Cijjo ("sy-joe") is a new a-la-carte small-plates and wine-bar restaurant at 246 Castro St. that opened the day after Christmas. I've had four various meals and snacks so far, and I don't recall ever being so impressed with a brand-new restaurant in the 20-odd years since this downtown was remodeled and restaurants began arriving in numbers. If Cijjo keeps delivering and improving on what it has shown to early customers, we'll have a new destination-quality, Michelin-level restaurant in downtown MV.
The only odd note is the unique unphonetic name, which the owners say is derived from Spain. (I'm lobbying them to add a pronunciation tip to window signage and web site, which would save a lot of staff time currently spent in explanations.)
I've tried about 10 of Cijjo's small plates, some of them several times. An attractive introduction is the happy-hour bar dining deal, offering a selection of the full menu in individual-size portions for around $4-6 each. Hours of this "happy hour" have already fluctuated, but currently run 4-6 PM weekdays. Regular dinner menu is much longer, most items $10-15 and portioned for sharing. Currently there is only evening service, but owner Jon Tran says they plan to start lunch soon. (Earlier, when the web site cijjomv.com was a blank template, Jon told me he would populate it with information, and he did so overnight, so I tend to credit his promises.)
Cijjo's menu range is international, including a (popular) ahi tuna cone in custom miso-sesame wafer, topped with wasabi and fine fish roe ($4 each). A bowl of green, finger-food shishito peppers, sweet with just a little spicy bite, flash-fried, comes with red sweet-pepper puree as dipping sauce.
Charcuterie or preserved meats are a strength. Cijjo acquired a couple of the flavorful, fashionable Iberico Bellota hams, from acorn-fed Spanish pigs, offering thin shavings with bread and olives for $6, happy-hour. This and some others are classic authentic "tapas," traditionally offered with drinks in Spain, unlike what's casually labeled "tapas" at some other local restaurants.
For $15, the full-sized international charcuterie platter adds Italian beef bresaola and house-made "duck prosciutto," both also thinly shaved, served with accompaniments on a carving board, to the Jamon Iberico. Four people easily shared this course.

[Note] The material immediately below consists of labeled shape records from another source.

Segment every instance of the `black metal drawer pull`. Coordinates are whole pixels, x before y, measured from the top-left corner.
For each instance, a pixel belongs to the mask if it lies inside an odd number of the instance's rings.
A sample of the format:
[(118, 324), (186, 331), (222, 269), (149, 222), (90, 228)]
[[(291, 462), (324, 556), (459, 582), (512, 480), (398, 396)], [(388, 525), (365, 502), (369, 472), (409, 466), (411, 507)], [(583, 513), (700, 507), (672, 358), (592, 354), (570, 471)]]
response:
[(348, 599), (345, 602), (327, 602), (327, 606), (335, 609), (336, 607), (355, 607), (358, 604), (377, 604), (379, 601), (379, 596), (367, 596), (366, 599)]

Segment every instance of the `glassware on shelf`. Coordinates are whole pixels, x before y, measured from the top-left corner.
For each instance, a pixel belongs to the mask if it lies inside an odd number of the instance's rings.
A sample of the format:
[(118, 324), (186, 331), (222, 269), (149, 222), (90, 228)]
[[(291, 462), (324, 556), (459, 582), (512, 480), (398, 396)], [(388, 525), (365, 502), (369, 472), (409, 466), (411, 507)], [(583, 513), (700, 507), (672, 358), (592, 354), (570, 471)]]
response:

Other standouts have included very rich, but delectable, "truffle fries," in dainty thin French "matchstick" shape, served in a paper cone with not the standard fake "truffle oil" but actual white-truffle butter and Reggiano Parmesan cheese. The fries themselves were fresh-cooked in classic French style (more on that, and the chef, in a moment). $14 Alsatian onion-cheese tart w/bacon (more charcuterie!) resembles a small pizza and was well-balanced, savory, good to share. The "lightest" of several salads, with Port-poached pears and greens, $10, was a palate-cleaning fishish after what follows:
$15 roasted split marrow bones (type of rustic treat my father made, 50 years ago) arrived with not just brioche toast points (replenished on request), on which to spread this fancy cousin of butter, but wild mushrooms in an herbed demi-glace (accenting the flavor in one direction) and a mild soubise (onion porridge) to back it up in another; both cut the marrow's richness. This combo genuinely sang: it's the caliber of cooking I've seen from Chez TJ at its best, but in a casual, small-plates format. I noticed fresh-herb flavor in the mushrooms. Chef uses the delicate herb family for one type of cooking, the strong ones for another, such as this dish. I've tried one of several, lascivious-looking desserts that diners can be seen enjoying: the apple tarte-Tatin slice, $8. Its flawlessly expert crust and careful construction again bespoke an assured, masterful kitchen, not overreaching itself.
Which brings us to Cijjo's Chef Ira Siegel, a disciplined veteran of New York and European kitchens, who told me he came here from New York in early 2013. Chef Siegel is a major reason why this kitchen is producing polished, expert international delicacies even in its first few days open. (Another reason: the kitchen test-cooked them for two months.) We chatted about good European kitchen reference points; Siegel is at home with the "Guide Culinaire" and Point's "Ma Gastronomie" (auspicious to any fellow obsessives of food literature). Chef Siegel clearly has the desire to see diners enjoy themselves. I spotted the telltale habit (of many good high-end chefs) of popping discreetly out of the kitchen occasionally to watch diners' moods and reactions. Behind Chef Siegel is a group of owners with high-tech careers, at least one of whom (Trisha Pham) comes from a restaurateur family.
Cijjo has assembled an impressive server team, alert and experienced. I've seen none of downtown Mountain View's recently common new-restaurant amateurish service gaffes that should never happen, such as servers standing around chatting, ignoring newly arrived customers. The owners say they've worked deliberately on such details -- customers are to be greeted immediately, and delivery of placed orders is timed and tracked.
Maybe that's why, extraordinarily, this new downtown restaurant's nine reviews on Yelp to date have an overall _average_ of five stars, the highest rating possible.